When Matt Krawczyk (MAC, spring 2018) joined the audit unit of KPMG’s Raleigh, N.C. office this summer, he brought a solid foundation in enterprise risk management to his new role. It was knowledge – and experience – gained while completing the Enterprise Risk Management concentration at the NC State University Poole College of Management, a course of study open to Jenkins Master of Accounting and Master of Business Administration students.
“As an accounting major, I always viewed the word “risk” as somewhat of a negative due to having learned about risks, such as fraud risk or risk of material misstatement. However, ERM taught me that risk can also have positive connotations and that taking calculated and disciplined risks can lead to financial success for a company,” Krawczyk said.
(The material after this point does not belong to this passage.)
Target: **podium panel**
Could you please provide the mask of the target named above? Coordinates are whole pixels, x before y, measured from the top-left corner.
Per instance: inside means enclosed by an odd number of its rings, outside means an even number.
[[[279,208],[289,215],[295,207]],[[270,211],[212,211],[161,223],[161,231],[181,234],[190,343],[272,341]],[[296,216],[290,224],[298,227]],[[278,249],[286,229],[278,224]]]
Learning to Manage Risks, Top to Bottom
“ERM takes a look at the company as a whole – from the top to the bottom – and allows management to take a holistic approach to managing its risks,” he said. “This is interesting to me as an accountant because many of these risks have a financial impact.”
“That kind of insight is also attractive to organizations,” said Mark Beasley, professor and director of the ERM Initiative based in the NC State Poole College of Management’s Department of Accounting. “Students who study ERM are increasing their attractiveness to organizations because companies value individuals who have a rich understanding of how to manage risks in whatever position the students take,” he said.
Krawczyk’s interest in ERM grew after taking an introductory course in the first semester of his MAC program.
“After taking Dr. Beasley’s course (MBA 518: Overview of Enterprise Risk Management), I wanted to find out more about ERM processes that many companies are starting to implement,” he said. That led him to gain real-world experience through the ERM practicum course that, along with a business analytics course he completed in the spring semester, qualified him to complete a concentration in enterprise risk management.
His teammates for this project – MAC student Elena (Xuyan) Zhao and Jenkins MBA Student Leah Aronin – also were drawn to the practicum for the hands-on experience it provided after completing the introductory course in the fall.
Aronin said, “I realized, from taking ERM in the fall semester, that risk is a critical component of business. I wanted to gain some first-hand experience in risk, so that I could be more prepared for my post-MBA career,” she said.
Helping the YMCA of the Triangle in their ERM process
For their practicum project, the three students worked with the YMCA of the Triangle, building on work that a previous MAC ERM team had completed for the organization to identify and prioritize a list of potential risks on the horizon that might impact the Y’s strategic success.
In this latest project, Krawczyk and his teammates – using a process called bow-tie analysis – reviewed the Y’s previously identified potential risks and formulated questions that they used in face-to-face discussions with the Y’s senior management team, to help them determine whether the Y’s responses were effectively managing those potential risks.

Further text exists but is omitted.